The struggle of trade unions has continued for some years at all fronts of the information war. Thus, the trade unions were the first to reveal the links between the anti-asbestos lobby and the allegedly independent International Ban Asbestos Secretariat. The Chrysotile Association reported that in 2008 at the World Congress on Safety and Heath at Work in Seoul, Korea, organized by the International Labor Organization (ILO) its delegates presented with facts proving that activities of the Secretariat were sponsored by the Law Firm Kazan, McClain, Abrams, Lyons, Greenwood & Harley, PLC. The coordinator of the Secretariat Laurie Kazan-Allen personally admitted the fact of sponsorship of IBAS by companies of the anti-asbestos lobby.
In their time the Russian trade unions acted as a unifying force joining efforts of organizations from chrysotile-producing countries in a single international public force – the International Trade Union Movement “For Chrysotile” comprising trade unions of the chrysotile industry from Brazil, Canada, China, Mexico, Colombia, Kazakhstan, and other countries.
International trade unions have stood in the way of the anti-asbestos lobby.
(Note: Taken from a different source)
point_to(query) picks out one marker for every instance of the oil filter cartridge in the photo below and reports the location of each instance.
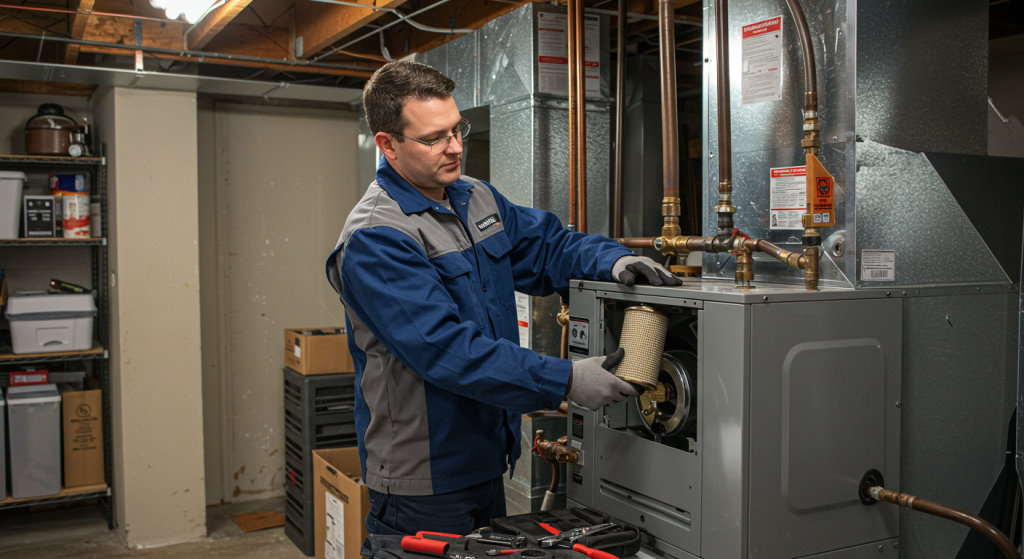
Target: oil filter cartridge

Before that large-scale information campaigns had often failed to allow national governments to protect their industry and workplaces of hundreds of thousands of people employed by the industry. Nowadays the active trade union and international movement lets researchers and experts present results of independent expert examinations to the public.
The trade union movement actively opposed the ban in international organizations such as the World Health Organization (WHO) and led the WHO to the decision about a differentiated approach to regulating different types of asbestos fibers. This was fiercely counteracted by the anti-asbestos lobby that insisted on the review of this decision through affiliated officials. Quite often some WHO officials related to the lobby directly sabotage resolutions of their own organization by ignoring the decision about the differentiated approach to different types of asbestos made by the World Health Assembly. It should be noted that thanks to the trade unions such cases received wide publicity, thus saving the delegations from chrysotile-producing countries from undue pressure.
According to Andrey Kholzakov, today it is most important not to allow the lobbying structures to manipulate the public opinion. The scientific judgment on chrysotile is as follows: its controlled use poses no health risk. Risks for health of workers and population are present only if the established safety rules are broken, as is the case in the use of any other building materials. This is the official position of the Russian Academy of Medical Sciences. And nobody is going to review this assessment. No grounds.